Because you students and professors, have the power to help mold public attitudes toward the blind of Mexico, I am going to talk about them and their problems. The great majority of the blind are adults who are healthy minded and able to work. They want to support themselves, but are debarred from this vital human right because there is a prejudice that when people are blind they can do nothing. They sit at home staring into the dark with nothing but the dark staring back at them. You have seen these victims of despair on your crowded streets, pitifully groping their way, holding out petty wares for sale, or a cap for your pennies; and these were once people of ambition and capability.

Yet we know that these ambitions and capabilities can be realized. We know that if prompt action is taken after loss of sight, full readjustment can be achieved and resettlement through training accomplished. In this amazing era of technological progress, undreamed of advances are being made in developing appliances whose use promises the blind wide, new vistas of cultural activity, social integration and vocational opportunity.

Remember, the blind do not want charity but the kind of help that will give their lives a goal, their frustrated selves a purpose around which to re-integrate their personalities and regain their inner health. They ask only for training that will keep them alert, and able to occupy an honorable station in service to society. Dear friends, I beg you to convey this information to your associates as well as the public.

Through the ages, men without sight have succeeded in almost every business and profession. Homer, Ossian, and Milton wrote great poems in the shadows. Francois Huber, the blind naturalist, discovered secrets concerning the bees which had baffled the keenest sight for ages. Henry Fawcett was a Member of Parliament for nineteen years and postmaster general of Great Britain. Obviously, if an exceptional blind man can serve society with distinction, an ordinary blind person can be trained for ordinary work, and that is among the most urgent of Mexico's problems. Such services to blind men and women are not nearly adequate.
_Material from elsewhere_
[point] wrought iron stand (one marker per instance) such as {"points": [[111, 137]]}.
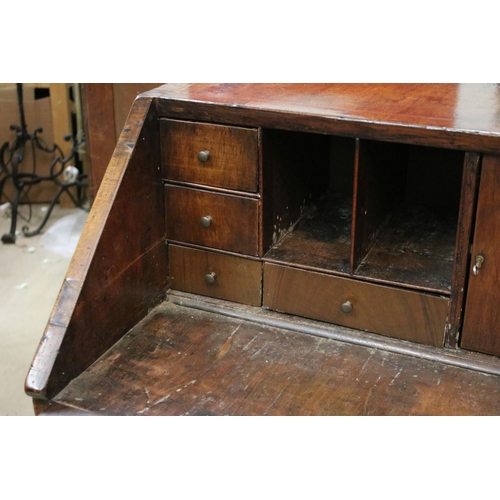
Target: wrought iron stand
{"points": [[11, 158]]}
Justice, commonsense and Christianity demand that the public be aroused to support, actively the Government programs, and those of such agencies as the Mexico City Junior League, and to develop new ones. Government, business, the professions, labor leaders and the general public must join hands to train the blind and locate suitable openings of employment for them.

This is no easy task. It will require personal sacrifice and devoted effort. I appeal to you, dear friends, you whose eyes are full of light, you who have power and influence - to do to my blind fellows in Mexico as you would others do unto you. If you do, the blessings of sight you enjoy will be all the sweeter to you.